Letter for the Third Sunday of Lent

Fr. Rodolfo D. Vasquez

"Stop making my Father’s house a marketplace". (Jn. 2:16b)

In the passion of the Lord one particular event is most heartbreaking; it is the account of the betrayal by Judas Iscariot, one of the Lord’s disciples. Judas was consumed by his love of money. The accounts of the Gospels describe him as "a thief" because "having charge of the money bag he used to help himself to what was put into it." (Jn. 12:6) His ultimate act of turning from Jesus was his willingness to sell Jesus for "thirty pieces of silver." (Mt. 26:15). Perhaps we should not to be surprised at this treachery. Money and the love of money has always been the real idol worshiping that everyone can easily be tempted to embrace. It is the most dangerous of temptations we face because the "love of money is the root of all evil." (1 Tim 6:10). Jesus saw this tendency in us and warned us of it countless times. When he arrived at the temple, the money changers had turned the House of the Father upside down, no longer a house of prayer, but "a marketplace" (Jn 2:16b). He sternly warned us that we could not serve both "God and mammon" (Mt. 6:24).

The Papal Household preacher, Fr. Raniero Cantalemessa (cf. Good Friday Homily 2014). suggests that the rival to God is not Satan. The true "anti-God" is actually "mammon" or "money" because "money is the visible god in contrast to the God who is invisible". Money becomes an idol, a graven image, the "molten god" (Ex. 34:17) that the 2nd commandment of the Law of Moses warned us against making. The love of money corrupts, it distorts our perception of reality because it forms a false reality an "inversion of all values". The real poverty is the enslavement to this false god. In Jesus’ parable to the rich man who spent his life storing up so much wealth he says: "Fool! This very night your soul is required of you; and the things you have prepared, whose will they be?" (Lk. 12:20) The worship of money makes us so depraved that we turn the God’s House of Prayer into a marketplace.
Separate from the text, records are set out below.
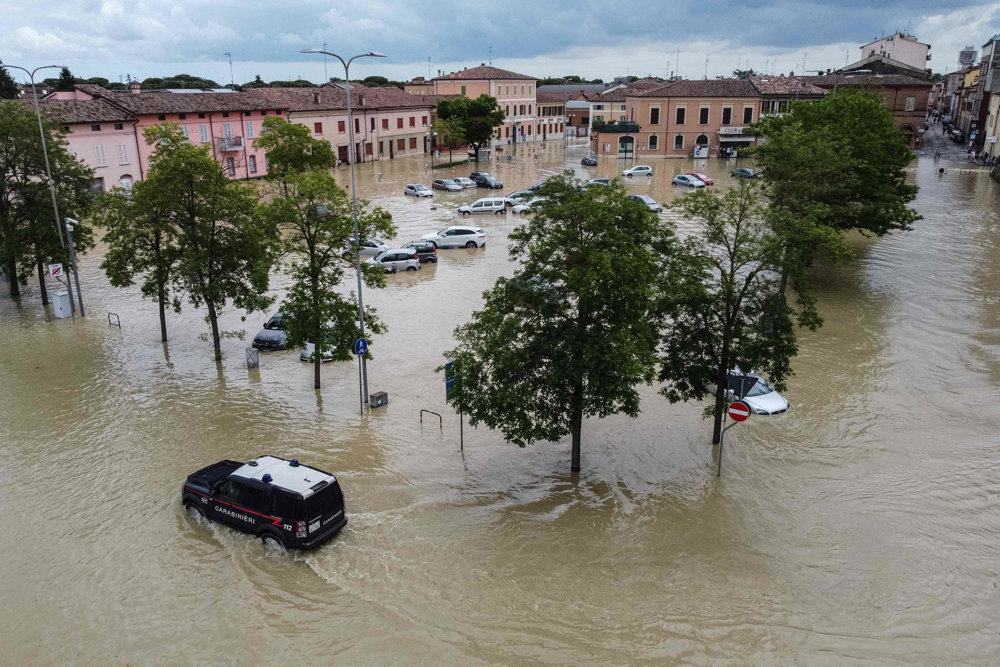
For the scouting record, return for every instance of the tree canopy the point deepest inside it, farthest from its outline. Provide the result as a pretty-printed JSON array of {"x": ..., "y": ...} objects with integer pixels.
[
  {"x": 477, "y": 117},
  {"x": 562, "y": 340}
]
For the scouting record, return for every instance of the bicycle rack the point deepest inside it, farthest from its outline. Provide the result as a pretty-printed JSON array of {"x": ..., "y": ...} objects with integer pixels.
[{"x": 440, "y": 420}]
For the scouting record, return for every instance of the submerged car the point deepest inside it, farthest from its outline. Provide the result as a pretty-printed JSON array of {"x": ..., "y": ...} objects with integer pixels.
[
  {"x": 418, "y": 190},
  {"x": 650, "y": 203},
  {"x": 282, "y": 502},
  {"x": 273, "y": 336},
  {"x": 457, "y": 236},
  {"x": 446, "y": 184},
  {"x": 690, "y": 181},
  {"x": 756, "y": 392}
]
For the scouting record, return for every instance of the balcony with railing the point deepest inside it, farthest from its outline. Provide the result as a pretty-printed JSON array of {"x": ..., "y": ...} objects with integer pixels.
[
  {"x": 618, "y": 127},
  {"x": 227, "y": 144}
]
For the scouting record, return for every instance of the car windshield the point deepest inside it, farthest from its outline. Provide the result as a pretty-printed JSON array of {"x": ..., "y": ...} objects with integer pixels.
[{"x": 760, "y": 388}]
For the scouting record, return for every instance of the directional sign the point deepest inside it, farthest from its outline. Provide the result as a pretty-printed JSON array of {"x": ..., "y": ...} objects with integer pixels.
[
  {"x": 360, "y": 346},
  {"x": 738, "y": 411}
]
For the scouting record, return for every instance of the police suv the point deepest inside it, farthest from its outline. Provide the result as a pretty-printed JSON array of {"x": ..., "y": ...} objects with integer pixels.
[{"x": 280, "y": 501}]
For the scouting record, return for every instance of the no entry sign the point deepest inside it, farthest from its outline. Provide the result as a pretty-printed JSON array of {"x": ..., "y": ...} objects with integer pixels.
[{"x": 739, "y": 411}]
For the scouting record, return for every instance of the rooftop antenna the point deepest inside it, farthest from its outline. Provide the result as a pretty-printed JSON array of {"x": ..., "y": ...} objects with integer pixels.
[{"x": 232, "y": 81}]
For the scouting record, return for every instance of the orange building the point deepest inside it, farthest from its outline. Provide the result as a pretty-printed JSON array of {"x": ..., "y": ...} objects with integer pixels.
[
  {"x": 514, "y": 92},
  {"x": 688, "y": 118}
]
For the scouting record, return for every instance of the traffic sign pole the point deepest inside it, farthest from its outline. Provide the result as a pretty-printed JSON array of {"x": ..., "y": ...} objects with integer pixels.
[{"x": 739, "y": 411}]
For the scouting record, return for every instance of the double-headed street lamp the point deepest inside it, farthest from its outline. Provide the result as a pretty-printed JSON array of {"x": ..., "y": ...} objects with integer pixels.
[
  {"x": 430, "y": 146},
  {"x": 354, "y": 196},
  {"x": 48, "y": 174}
]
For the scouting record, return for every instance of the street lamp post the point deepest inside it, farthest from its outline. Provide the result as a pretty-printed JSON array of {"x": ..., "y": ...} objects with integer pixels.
[
  {"x": 354, "y": 195},
  {"x": 48, "y": 172}
]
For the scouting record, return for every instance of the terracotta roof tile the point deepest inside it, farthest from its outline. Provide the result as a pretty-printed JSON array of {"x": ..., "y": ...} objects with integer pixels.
[
  {"x": 86, "y": 111},
  {"x": 785, "y": 85},
  {"x": 702, "y": 88},
  {"x": 483, "y": 72}
]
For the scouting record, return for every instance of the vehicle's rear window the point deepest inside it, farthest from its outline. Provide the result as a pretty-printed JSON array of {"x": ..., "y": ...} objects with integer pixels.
[{"x": 325, "y": 502}]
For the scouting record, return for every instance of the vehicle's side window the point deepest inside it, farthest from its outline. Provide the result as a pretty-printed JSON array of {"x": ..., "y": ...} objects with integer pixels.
[
  {"x": 284, "y": 505},
  {"x": 231, "y": 491}
]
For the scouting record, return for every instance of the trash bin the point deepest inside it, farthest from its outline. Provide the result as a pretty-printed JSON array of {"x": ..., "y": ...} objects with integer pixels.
[{"x": 60, "y": 304}]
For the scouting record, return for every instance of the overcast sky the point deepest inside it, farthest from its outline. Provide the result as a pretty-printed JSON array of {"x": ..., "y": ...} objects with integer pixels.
[{"x": 113, "y": 38}]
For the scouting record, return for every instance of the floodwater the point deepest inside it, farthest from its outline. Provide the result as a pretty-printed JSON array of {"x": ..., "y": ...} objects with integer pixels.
[{"x": 861, "y": 526}]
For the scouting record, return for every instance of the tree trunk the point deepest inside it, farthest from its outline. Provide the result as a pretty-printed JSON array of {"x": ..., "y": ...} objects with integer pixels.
[
  {"x": 15, "y": 288},
  {"x": 213, "y": 319},
  {"x": 161, "y": 298},
  {"x": 41, "y": 280},
  {"x": 576, "y": 425}
]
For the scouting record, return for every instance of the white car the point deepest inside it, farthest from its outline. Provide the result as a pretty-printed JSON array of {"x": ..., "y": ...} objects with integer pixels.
[
  {"x": 457, "y": 236},
  {"x": 495, "y": 205},
  {"x": 650, "y": 203},
  {"x": 418, "y": 190},
  {"x": 526, "y": 206},
  {"x": 397, "y": 259},
  {"x": 368, "y": 248},
  {"x": 690, "y": 181},
  {"x": 638, "y": 170},
  {"x": 757, "y": 393}
]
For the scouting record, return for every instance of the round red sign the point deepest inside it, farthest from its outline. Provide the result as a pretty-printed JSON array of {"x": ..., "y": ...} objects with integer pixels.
[{"x": 739, "y": 411}]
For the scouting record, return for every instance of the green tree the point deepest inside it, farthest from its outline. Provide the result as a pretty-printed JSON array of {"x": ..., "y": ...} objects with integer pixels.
[
  {"x": 29, "y": 236},
  {"x": 562, "y": 339},
  {"x": 478, "y": 118},
  {"x": 315, "y": 216},
  {"x": 291, "y": 148},
  {"x": 142, "y": 241},
  {"x": 8, "y": 87},
  {"x": 722, "y": 309},
  {"x": 226, "y": 250},
  {"x": 831, "y": 166},
  {"x": 66, "y": 80}
]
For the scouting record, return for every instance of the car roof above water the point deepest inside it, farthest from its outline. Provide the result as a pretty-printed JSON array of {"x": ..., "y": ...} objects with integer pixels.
[{"x": 297, "y": 479}]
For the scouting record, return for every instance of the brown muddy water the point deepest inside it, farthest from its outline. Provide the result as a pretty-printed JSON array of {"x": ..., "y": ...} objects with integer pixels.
[{"x": 861, "y": 526}]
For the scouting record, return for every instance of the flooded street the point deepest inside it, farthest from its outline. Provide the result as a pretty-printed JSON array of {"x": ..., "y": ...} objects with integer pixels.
[{"x": 862, "y": 525}]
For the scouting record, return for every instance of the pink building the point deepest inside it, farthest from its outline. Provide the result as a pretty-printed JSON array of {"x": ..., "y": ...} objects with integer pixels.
[
  {"x": 227, "y": 122},
  {"x": 102, "y": 136},
  {"x": 514, "y": 92}
]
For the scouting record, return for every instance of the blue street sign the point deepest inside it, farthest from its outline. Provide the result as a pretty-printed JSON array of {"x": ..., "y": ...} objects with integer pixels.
[
  {"x": 449, "y": 379},
  {"x": 360, "y": 346}
]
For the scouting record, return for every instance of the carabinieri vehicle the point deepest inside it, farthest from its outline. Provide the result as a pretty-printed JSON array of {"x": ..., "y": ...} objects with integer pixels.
[{"x": 280, "y": 501}]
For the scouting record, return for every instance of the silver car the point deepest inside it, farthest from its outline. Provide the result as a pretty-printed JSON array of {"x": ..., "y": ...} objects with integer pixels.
[
  {"x": 397, "y": 259},
  {"x": 418, "y": 190},
  {"x": 650, "y": 203}
]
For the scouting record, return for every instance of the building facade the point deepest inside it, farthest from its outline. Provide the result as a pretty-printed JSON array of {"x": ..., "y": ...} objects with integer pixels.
[
  {"x": 515, "y": 93},
  {"x": 904, "y": 48},
  {"x": 688, "y": 118}
]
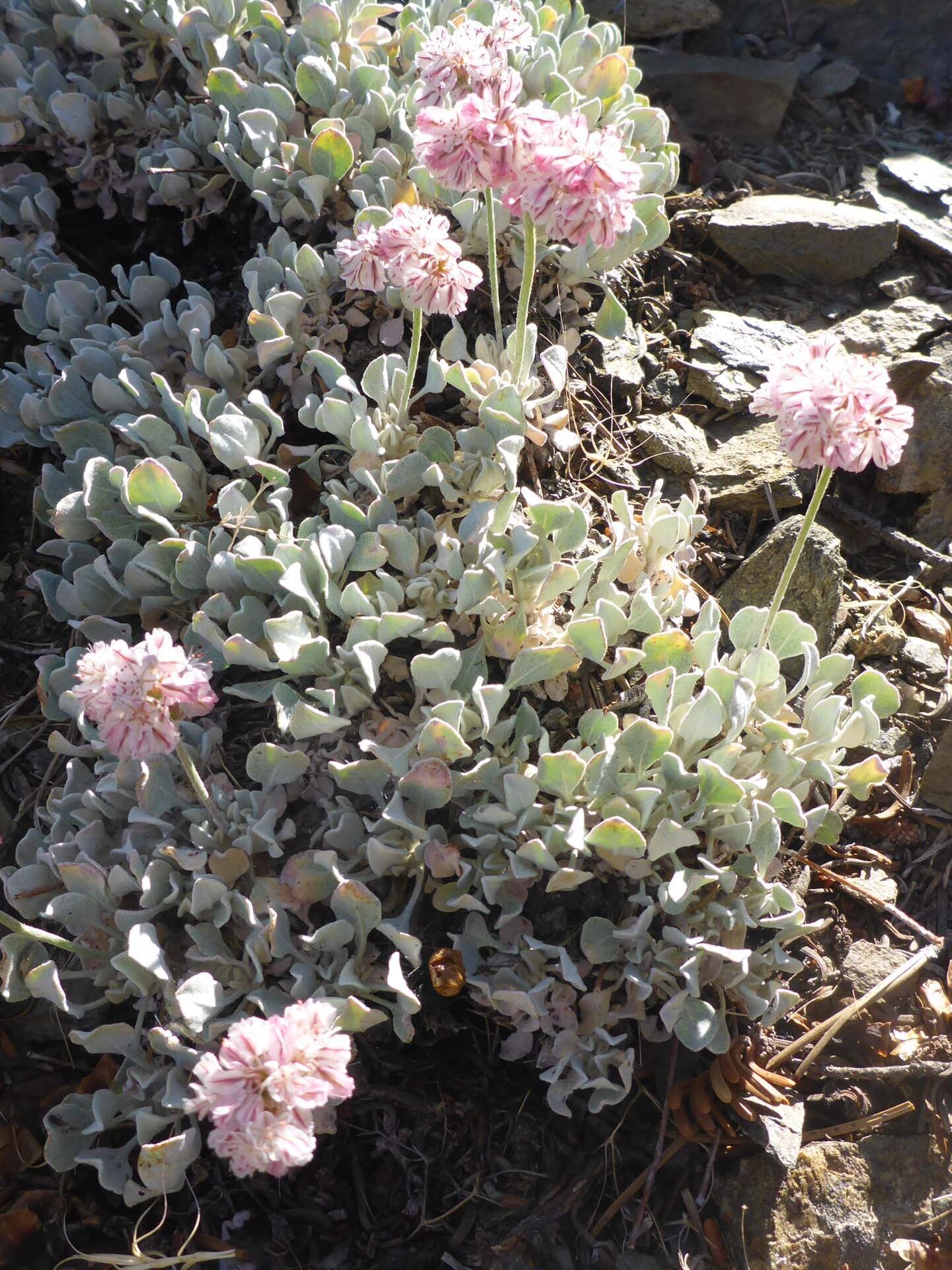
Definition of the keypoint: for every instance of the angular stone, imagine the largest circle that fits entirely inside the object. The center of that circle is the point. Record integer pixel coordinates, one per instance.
(922, 219)
(740, 97)
(654, 19)
(922, 173)
(619, 359)
(816, 585)
(894, 328)
(673, 443)
(804, 239)
(924, 656)
(926, 465)
(867, 964)
(730, 355)
(744, 464)
(832, 79)
(842, 1205)
(937, 779)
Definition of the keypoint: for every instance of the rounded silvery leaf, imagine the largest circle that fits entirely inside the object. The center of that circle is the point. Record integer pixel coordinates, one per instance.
(75, 113)
(428, 784)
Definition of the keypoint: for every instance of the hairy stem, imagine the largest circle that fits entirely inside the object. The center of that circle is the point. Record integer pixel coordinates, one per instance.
(192, 773)
(493, 266)
(522, 316)
(412, 365)
(55, 941)
(797, 550)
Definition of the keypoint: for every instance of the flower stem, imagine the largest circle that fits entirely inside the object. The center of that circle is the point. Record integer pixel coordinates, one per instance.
(192, 773)
(522, 316)
(797, 550)
(56, 941)
(493, 266)
(412, 365)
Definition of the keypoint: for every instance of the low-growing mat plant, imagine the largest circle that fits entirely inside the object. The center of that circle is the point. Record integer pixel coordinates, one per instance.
(409, 647)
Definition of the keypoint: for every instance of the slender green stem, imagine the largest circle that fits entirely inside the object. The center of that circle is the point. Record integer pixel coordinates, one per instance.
(823, 480)
(412, 365)
(522, 314)
(493, 266)
(192, 773)
(56, 941)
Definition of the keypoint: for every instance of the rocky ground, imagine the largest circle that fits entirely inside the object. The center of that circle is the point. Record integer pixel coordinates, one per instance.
(816, 194)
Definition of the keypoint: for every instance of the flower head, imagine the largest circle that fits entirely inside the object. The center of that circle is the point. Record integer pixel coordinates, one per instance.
(582, 185)
(456, 143)
(362, 261)
(270, 1143)
(138, 694)
(834, 408)
(266, 1083)
(509, 28)
(455, 60)
(413, 234)
(441, 285)
(487, 138)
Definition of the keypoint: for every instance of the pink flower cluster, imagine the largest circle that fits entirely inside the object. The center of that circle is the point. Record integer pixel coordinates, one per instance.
(834, 408)
(573, 181)
(469, 56)
(266, 1083)
(138, 694)
(415, 253)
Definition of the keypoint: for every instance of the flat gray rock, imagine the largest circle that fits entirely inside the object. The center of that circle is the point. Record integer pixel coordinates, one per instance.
(867, 964)
(926, 466)
(673, 443)
(842, 1205)
(740, 97)
(654, 19)
(892, 329)
(746, 464)
(730, 355)
(816, 585)
(832, 79)
(804, 239)
(922, 173)
(922, 219)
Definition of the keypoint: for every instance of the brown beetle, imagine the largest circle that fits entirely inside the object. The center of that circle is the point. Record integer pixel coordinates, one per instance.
(447, 973)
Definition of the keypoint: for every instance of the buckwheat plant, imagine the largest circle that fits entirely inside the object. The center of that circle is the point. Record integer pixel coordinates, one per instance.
(833, 411)
(473, 709)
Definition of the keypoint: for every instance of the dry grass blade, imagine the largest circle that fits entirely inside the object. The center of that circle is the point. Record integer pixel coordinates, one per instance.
(702, 1105)
(824, 1032)
(139, 1259)
(865, 1124)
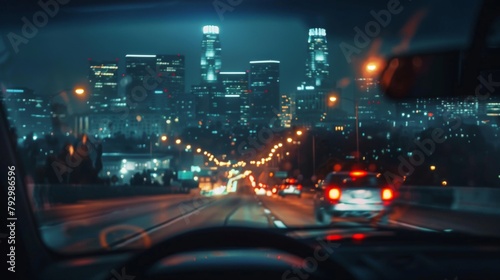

This is why St. Francis of Assisi rejected all possessions and chose to become a poor beggar, because only when freed from the temptation to worship money could he freely become a child of God.

As we continue our examination of conscience we focus our attention on the destructive nature of the idolatry of money by considering a few questions: Have I given into love of money? Do I succumb to its false promises of security and freedom? Am I driven by seeking out money and possessions to the extent that I sacrifice my Christian values, right from wrong, and good from evil? Is my love for money so great that it has caused conflict and strife among my loved ones? Has money transfixed me to the extent that I can see nothing more than the need or desire for more money? Have I become a slave to money? Do I value people based on how much money they have, making friends with only those who have wealth? Have I become greedy and envious of those with more than me? Has my greed made me incapable of sharing with others? Has it made me poor in my generosity? Have I taken or made unfair use of money for my own benefit?

Judas’ betrayal was not an act of treachery because he hated the Lord, rather it was because he loved money more. He gave his weak fidelity to thirty pieces of silver, the modern day equivalent to no more than twenty dollars. Could we be so tempted to be obsessed with money that we betray the Lord? Would we allow money to make us traitors to our spouses, our children, our parents, our family, or our friends? Greater is the value of the commandments of God; "more precious than gold and the heap of purest gold" (Ps. 19:10). During this Lent, let us be honest about our attitude toward money. Let us learn that money must never master us, for if it does, it will lead to our corruption.